Updated January 15, 2016


THE complexity of the challenge confronting the Muslim world where dealing with religiously inspired militancy is concerned has been aptly demonstrated by a series of recent events.

The latest crisis emerged in Jakarta, where elements linked to the militant Islamic State group went on the rampage on Thursday.

A news outlet connected to the group claimed responsibility for the carnage, while Indonesian police also said they believed IS was behind the attacks.

Meanwhile, on Wednesday, IS claimed responsibility for the attack on the Pakistani consulate in Jalalabad, Afghanistan, while Turkish authorities said the individual responsible for the Istanbul bombing on Tuesday was an operative of the militant group.

These events show that nearly all Muslim states — despite geographic, cultural and political differences — are vulnerable to violent religious extremism.

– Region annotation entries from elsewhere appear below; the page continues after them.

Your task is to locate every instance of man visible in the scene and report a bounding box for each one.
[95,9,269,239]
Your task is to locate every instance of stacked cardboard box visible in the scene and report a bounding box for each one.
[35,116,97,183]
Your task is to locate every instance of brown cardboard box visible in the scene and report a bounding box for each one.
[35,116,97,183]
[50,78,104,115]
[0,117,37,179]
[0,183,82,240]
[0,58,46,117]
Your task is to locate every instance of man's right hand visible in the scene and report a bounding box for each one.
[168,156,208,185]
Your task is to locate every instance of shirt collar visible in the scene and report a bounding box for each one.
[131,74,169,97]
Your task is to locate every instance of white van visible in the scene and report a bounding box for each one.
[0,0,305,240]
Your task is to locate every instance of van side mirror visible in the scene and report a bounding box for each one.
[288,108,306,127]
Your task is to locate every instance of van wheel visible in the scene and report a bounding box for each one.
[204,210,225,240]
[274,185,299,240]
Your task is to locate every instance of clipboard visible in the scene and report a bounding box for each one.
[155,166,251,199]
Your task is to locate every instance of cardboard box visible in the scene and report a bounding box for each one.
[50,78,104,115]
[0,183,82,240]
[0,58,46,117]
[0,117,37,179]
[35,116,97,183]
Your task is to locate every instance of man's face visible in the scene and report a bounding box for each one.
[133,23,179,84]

It would be incorrect to assume that a monolithic IS is planning attacks in Muslim countries — and elsewhere — based in Syria.

However, what is entirely possible is that the so-called caliphate is inspiring fringe groups and individuals across the globe to act in its name, or in support of its cause.

For example, in Indonesia IS doesn’t actually need a physical presence; militant groups such as Abu Sayyaf and Jemaah Islamiyah are ideologically on the same wavelength.

Pakistan faces the same predicament: Al Baghdadi and his men do not need to be physically present to forward their agenda.

There is a plethora of militant and sectarian groups that are arguably still active and more than willing to carry the IS banner in Pakistan. The same can be said of nearly any Muslim country, where a variety of factors have led to the growth of home-grown radical movements.

Unfortunately, some Muslim states have either looked away as extremist groups grew in size and strength in their backyards, while others have even used these as proxies in geopolitical conflicts. It is also true that most Muslim states — both authoritarian set-ups and democracies — have failed to deliver social, economic and political justice to their citizens, helping fuel the rise of radical movements, which want to destroy the ‘system’ and build it anew in their own image.

In the immediate term, the Muslim bloc should realise that the war against extremism and terrorism is ‘our’ war.

Firstly, there must be realisation within Muslim states that the militant tide has to be confronted, without differentiation between ‘good’ and ‘bad’ militants.

Secondly, a pan-Islamic effort is needed to clamp down on militancy, which can be achieved through joint counterterrorism efforts. However, any alliance built along sectarian or geopolitical lines is doomed to fail.

Moreover, Western involvement in such an endeavour should be avoided for two reasons: to prevent extremists from portraying it as a ‘war against Islam’, and the fact that much of contemporary Islamist militancy has been fuelled by Western intervention and regime change in Muslim states.